Find out more about the comic and Kristin’s art at www.deadsquirrelgirl.com!
June 23, 2010
I have always had a fondness for plush versions of animals that are not, by any reasonable definition, cuddly. I remember a particular stuffed toy vulture that I wanted more than anything when I was about 8 or 9, and one of my favorite recent non-cephalopod toys is an awesome plush horseshoe crab. Sharks, bats, armadillos…the less you’d want to snuggle up with the real animal, the more I want to see a plush of it. Cephalopods, of course, also fall into the traditionally non-cuddly category, and what kind of cephalopod could be less hugable than the most venomous octopus in the world, Hapalochlaena, the Blue-ringed Octopus!
This particular Blue-ringed Octopus was purchased at the Smithsonian Natural History Museum gift shop some time in the mid-90s. It was made by K&M International, Inc., a leading purveyor of nature toys, plush and otherwise. These days, most K&M animal toys are sold under the Wild Republic brand, but this guy was made in 1994, which seems to predate the name change. Once again, I’m using a pen for scale (yes, I took all these pictures on the same day), and the exact measurements are 11″ across and 5″ high—at least twice as big as the real thing. The tag text just describes a generic octopus, and I seem to recall that it was available in a few different colors and patterns. Obviously, I had to choose the one that could cause instant death. Fuzzy, adorable, instant death.
June 22, 2010
Wildlife Artists, Inc is a toy company dedicated to making realistic plush animals. This cuddly cuttlefish is about 8″ long and was produced in 1999. If I recall correctly, I picked this up from the NC Museum of Natural Sciences gift shop sometime in 2001.
The tag doesn’t indicate which species it is meant to be, but based on the brown and yellow coloration, I would tentatively guess Sepia officinalis, the Common Cuttlefish. The Common Cuttlefish (also known as the European Cuttlefish) is found in the Mediterranean, Baltic and North Seas, and it typically reaches a maximum mantle length of about 45 cm—about twice a big as this particular toy.

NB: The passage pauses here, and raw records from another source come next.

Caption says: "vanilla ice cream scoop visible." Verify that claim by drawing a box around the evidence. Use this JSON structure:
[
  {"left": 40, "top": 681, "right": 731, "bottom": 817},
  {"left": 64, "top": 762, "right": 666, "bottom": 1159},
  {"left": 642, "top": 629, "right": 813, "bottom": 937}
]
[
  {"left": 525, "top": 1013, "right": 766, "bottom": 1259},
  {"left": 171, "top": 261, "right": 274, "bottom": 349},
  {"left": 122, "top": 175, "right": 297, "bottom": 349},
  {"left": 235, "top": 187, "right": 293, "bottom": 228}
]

I know that Wildlife Artists makes at least one other toy cephalopod (What could it be? Stay tuned to find out!), but I don’t know if there are others. You need a Customer Account to access their online product catalog, but, unfortunately, I can’t find any information on their website how to sign up for such an account.
June 21, 2010
Welcome to Plush Week! Everyday this week we’ll look at a variety of stuffed toy cephalopods, mostly from my own collection. I’ve already mentioned a few in past posts, such as Toy Vault’s Cthulhu and friends and the mysterious Tuffed Cuddlestache, and I figured it was finally time to highlight a few more.
Please note that the is is not PLUSHIE week. If you know what I’m talking about, I’m sure you are relived. If you don’t know what I mean by “plushie,” consider yourself lucky. Seriously, you are better off not knowing.
Annnyway…let’s kick off the week with a unique item that might be familiar to you if you’ve ever clicked over to the About Indie Squid Kid page.
This is a one-of-a-kind hand-made stuffed squid in the style of the classic Sock Monkey toy. My friend Stacie made if for me in 2005, and the photo above was taken then. (I look so young!)
The squid is about 24″ long and had green buttons for eyes. In the picture below (with a ball point pen for scale), you can just make out the red heel of the sock where’s the squids mouth would be. Like most of my plush cephalopods, it now lives on a shelf in Kid Indie Squid Kid’s room, but it will probably be a few years before I let him play with this one!